No well-informed man was surprised at the revelation. Every reasonably well-informed man, who has known about matters at Washington, has known that for nearly three years German money and governmental power has been used for the corruption of American newspapers and pacifist organizations and for the pay of German, and the bribery of native, scoundrels to wreck our industries with dynamite and in all ways debauch our political life. The Government, from the highest official down, knew all these facts over two years ago. The New York World published the names of some of the editors and other individuals who had received money, and the amounts received. The Austrian Ambassador, Dumba, and two of the German attachés, Boy-Ed and Von Papen, were dismissed for inspiring and countenancing the intrigues. It was absolutely impossible that what they did was not ordered and supervised by Bernstorff, under the direction of the Berlin Government. It was deeply to our discredit that we did not then show the courage and manliness to break at once with Germany, instead of hiding our heads in the sand so as to avoid seeing the guilt of the German Government, and punishing the minor instruments of wrongdoing who, under no conceivable circumstances, would or could have acted save as their superiors bade them act. Germany has hitherto been able to do but little against us with blood and iron; gold has been her weapon, and her agents have been the foes of our own household.

Every man in this country who is now playing the pro-German game should be made to feel that he must overcome a presumption of guilty motive. There are misguided pro-Germans who are uninfluenced by corrupt motives, just as there were in the Civil War copperheads who were merely misguided and not conscious wrongdoers. But these men are in mighty unpleasant company!

The pacifist, the man who wishes a peace without victory, the supporter of Senator La Follette or Senator Stone, the man who in any way now aids Germany, may be honest; but he stands cheek by jowl with hired traitors, and he is serving the cause of the malignant and unscrupulous enemies of his country.
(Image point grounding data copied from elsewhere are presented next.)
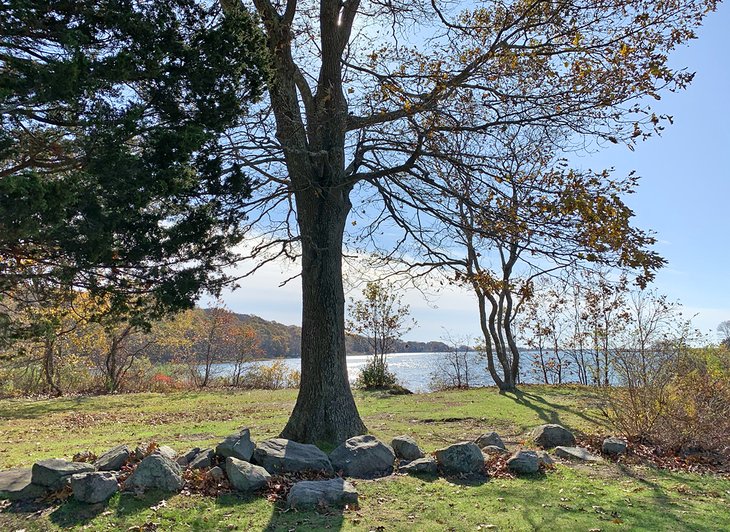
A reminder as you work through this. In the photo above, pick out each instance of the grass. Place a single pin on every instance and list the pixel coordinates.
(605, 497)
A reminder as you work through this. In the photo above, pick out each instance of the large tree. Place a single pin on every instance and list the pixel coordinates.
(368, 99)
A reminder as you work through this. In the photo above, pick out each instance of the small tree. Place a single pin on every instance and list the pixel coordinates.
(382, 319)
(724, 331)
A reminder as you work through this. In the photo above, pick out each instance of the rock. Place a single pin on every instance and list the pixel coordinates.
(245, 476)
(94, 487)
(55, 473)
(114, 459)
(545, 459)
(16, 485)
(524, 462)
(216, 473)
(237, 445)
(167, 452)
(576, 453)
(548, 436)
(285, 456)
(490, 439)
(184, 459)
(493, 449)
(422, 466)
(203, 460)
(614, 446)
(461, 458)
(156, 472)
(363, 457)
(313, 493)
(406, 448)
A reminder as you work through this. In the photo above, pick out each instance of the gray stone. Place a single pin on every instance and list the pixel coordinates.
(545, 458)
(114, 459)
(237, 445)
(363, 457)
(548, 436)
(285, 456)
(524, 462)
(94, 487)
(313, 493)
(422, 466)
(216, 473)
(16, 485)
(614, 446)
(461, 458)
(576, 453)
(493, 449)
(204, 459)
(167, 452)
(490, 439)
(156, 472)
(184, 459)
(245, 476)
(406, 448)
(55, 473)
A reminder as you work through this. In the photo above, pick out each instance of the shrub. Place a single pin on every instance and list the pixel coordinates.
(375, 374)
(683, 405)
(269, 377)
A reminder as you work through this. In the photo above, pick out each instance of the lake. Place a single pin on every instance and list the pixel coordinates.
(413, 370)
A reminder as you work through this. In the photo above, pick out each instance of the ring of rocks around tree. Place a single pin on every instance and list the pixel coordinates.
(314, 478)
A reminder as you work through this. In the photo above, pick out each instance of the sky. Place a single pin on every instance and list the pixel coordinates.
(683, 197)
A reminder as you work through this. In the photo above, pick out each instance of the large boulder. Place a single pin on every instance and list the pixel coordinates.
(55, 473)
(237, 445)
(524, 462)
(245, 476)
(461, 458)
(493, 449)
(313, 493)
(614, 446)
(576, 453)
(285, 456)
(363, 457)
(489, 439)
(114, 459)
(94, 487)
(156, 472)
(167, 452)
(202, 460)
(406, 448)
(549, 436)
(16, 485)
(422, 466)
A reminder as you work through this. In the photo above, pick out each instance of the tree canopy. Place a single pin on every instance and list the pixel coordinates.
(371, 110)
(114, 177)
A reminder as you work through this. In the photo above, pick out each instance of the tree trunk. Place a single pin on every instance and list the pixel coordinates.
(325, 411)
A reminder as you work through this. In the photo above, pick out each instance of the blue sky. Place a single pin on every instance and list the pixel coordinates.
(684, 197)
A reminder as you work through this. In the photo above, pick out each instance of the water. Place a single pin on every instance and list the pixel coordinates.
(413, 370)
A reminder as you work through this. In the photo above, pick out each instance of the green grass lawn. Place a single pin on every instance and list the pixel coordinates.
(605, 496)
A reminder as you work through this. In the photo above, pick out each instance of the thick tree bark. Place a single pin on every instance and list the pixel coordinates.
(325, 410)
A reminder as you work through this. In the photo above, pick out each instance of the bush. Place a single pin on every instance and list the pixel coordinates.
(375, 374)
(684, 406)
(269, 377)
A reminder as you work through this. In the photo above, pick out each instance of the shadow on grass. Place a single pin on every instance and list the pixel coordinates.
(550, 412)
(283, 519)
(73, 513)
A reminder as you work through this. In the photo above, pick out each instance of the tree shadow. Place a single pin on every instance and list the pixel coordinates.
(550, 412)
(73, 513)
(284, 519)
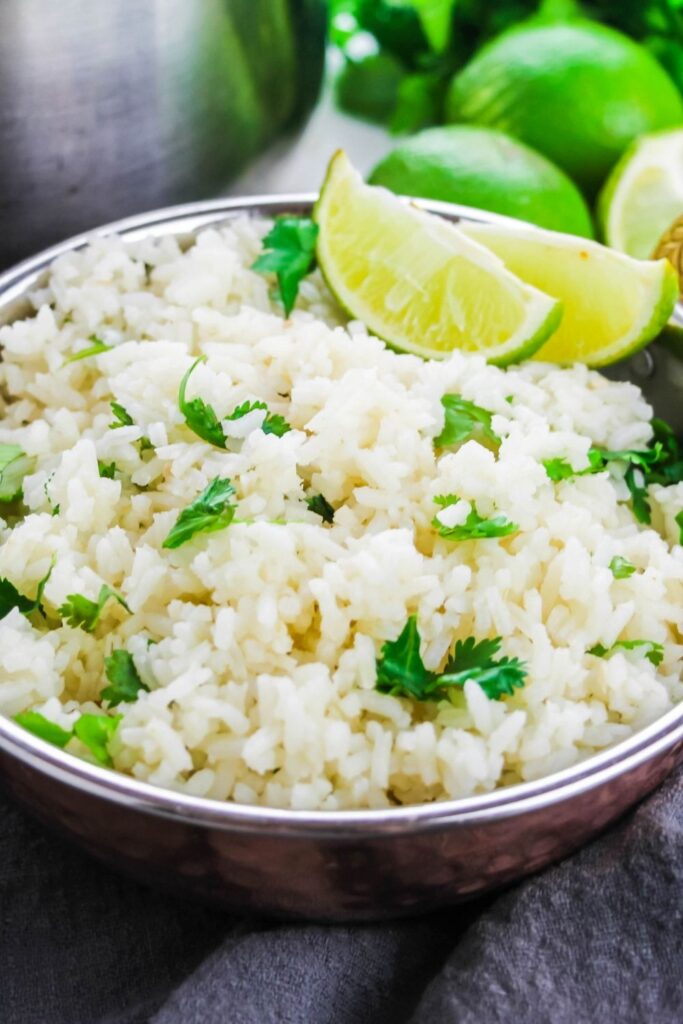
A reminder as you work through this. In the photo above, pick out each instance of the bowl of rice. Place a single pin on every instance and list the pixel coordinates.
(281, 663)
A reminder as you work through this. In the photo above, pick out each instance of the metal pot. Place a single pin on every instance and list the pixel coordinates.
(113, 108)
(333, 866)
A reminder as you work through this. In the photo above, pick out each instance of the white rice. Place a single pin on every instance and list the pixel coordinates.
(261, 673)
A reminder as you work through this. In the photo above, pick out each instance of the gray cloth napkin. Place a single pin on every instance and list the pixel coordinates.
(598, 938)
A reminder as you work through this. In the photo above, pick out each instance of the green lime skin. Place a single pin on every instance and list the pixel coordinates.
(486, 169)
(579, 92)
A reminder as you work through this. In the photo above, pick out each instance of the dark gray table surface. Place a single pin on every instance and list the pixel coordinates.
(598, 938)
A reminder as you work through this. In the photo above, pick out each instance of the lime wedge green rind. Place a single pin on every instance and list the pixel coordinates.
(643, 196)
(420, 283)
(613, 304)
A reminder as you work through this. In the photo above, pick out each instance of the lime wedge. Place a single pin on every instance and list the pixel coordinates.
(613, 304)
(643, 195)
(417, 281)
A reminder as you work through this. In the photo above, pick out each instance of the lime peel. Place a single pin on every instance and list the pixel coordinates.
(420, 283)
(613, 304)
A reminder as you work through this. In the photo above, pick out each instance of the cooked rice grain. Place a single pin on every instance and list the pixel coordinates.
(258, 643)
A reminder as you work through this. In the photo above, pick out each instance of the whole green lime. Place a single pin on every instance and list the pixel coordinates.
(578, 92)
(484, 168)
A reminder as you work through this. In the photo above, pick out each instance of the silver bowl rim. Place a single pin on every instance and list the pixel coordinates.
(650, 742)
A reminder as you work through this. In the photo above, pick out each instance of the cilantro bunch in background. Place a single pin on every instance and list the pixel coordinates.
(399, 55)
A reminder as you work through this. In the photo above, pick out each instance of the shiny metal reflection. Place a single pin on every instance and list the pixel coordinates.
(332, 866)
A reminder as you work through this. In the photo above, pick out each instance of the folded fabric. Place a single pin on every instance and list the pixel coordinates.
(598, 938)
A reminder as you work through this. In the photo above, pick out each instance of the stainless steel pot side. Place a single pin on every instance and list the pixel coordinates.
(116, 107)
(331, 866)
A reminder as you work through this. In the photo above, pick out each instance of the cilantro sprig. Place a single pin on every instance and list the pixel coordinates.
(272, 424)
(96, 347)
(464, 420)
(290, 254)
(107, 470)
(125, 682)
(122, 418)
(14, 465)
(199, 416)
(213, 510)
(660, 463)
(203, 421)
(80, 611)
(40, 726)
(94, 731)
(649, 648)
(475, 526)
(401, 672)
(11, 598)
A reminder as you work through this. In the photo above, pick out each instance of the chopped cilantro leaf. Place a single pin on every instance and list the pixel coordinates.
(464, 420)
(121, 417)
(289, 253)
(245, 409)
(96, 347)
(679, 523)
(40, 726)
(475, 526)
(669, 468)
(95, 732)
(123, 676)
(124, 419)
(651, 650)
(660, 463)
(200, 417)
(81, 611)
(14, 465)
(475, 660)
(321, 506)
(621, 567)
(272, 424)
(107, 471)
(213, 510)
(400, 670)
(11, 598)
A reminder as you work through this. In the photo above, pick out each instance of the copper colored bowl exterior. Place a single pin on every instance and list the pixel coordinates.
(325, 865)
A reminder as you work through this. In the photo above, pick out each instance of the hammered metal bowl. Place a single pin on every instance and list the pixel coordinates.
(326, 865)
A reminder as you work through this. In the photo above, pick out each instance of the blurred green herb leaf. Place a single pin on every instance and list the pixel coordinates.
(290, 254)
(213, 510)
(14, 465)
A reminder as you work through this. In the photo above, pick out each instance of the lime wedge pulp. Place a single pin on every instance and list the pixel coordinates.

THE GHOST DANCE OF THE SHADOW HUNS

October 1, 1917

Ten days ago a ghost dance was held in St. Paul under the auspices of the Non-Partisan League, with Senator La Follette as the star performer. We have the authority of the German Kaiser for the use of the word Hun in a descriptive sense, as representing the ideal to which he wished his soldiers in their actions to approximate. It is therefore fair to use the word descriptively as a substitute for the German in this war. It is also fair to use it descriptively of the German sympathizer in this country, of the man who aids and abets Germany by condoning the German offenses against us, by seeking to raise class division in this country, with, of course, the attendant benefit to Germany; by screaming against the war, or in favor of an inconclusive peace; or by belittling or sneering at or declaring inopportune the effort to arouse the spirit of Americanism. The Americans who thus serve Germany deserve the title of Shadow Huns.

It was to me a matter of sincere regret to have the Non-Partisan League play the part it did at St. Paul in connection with the meeting which Senator La Follette addressed. They held what was in effect a disloyalty day festival. When the Non-Partisan League movement was first started, I was inclined to hail it, because I am exceedingly anxious to do everything in my power to grapple with and remedy every injustice or wrong or mere failure to give ample opportunity to the farmer. With most of the avowed objects and with some of the methods of the Non-Partisan League I was in entire sympathy, although there were certain things it did which I felt should be condemned, and certain ways of achieving its objects which I believed to be mischievous. But when the League, on the disloyalty day in question, ranged itself on the side of the allies of Germany and the enemies of this country, it became necessary for every loyal American severely to condemn it. Morally, although doubtless not legally, it thereby came perilously near ranging itself beside the I.W.W., the German-American Alliance, and the German Socialist party machine in America.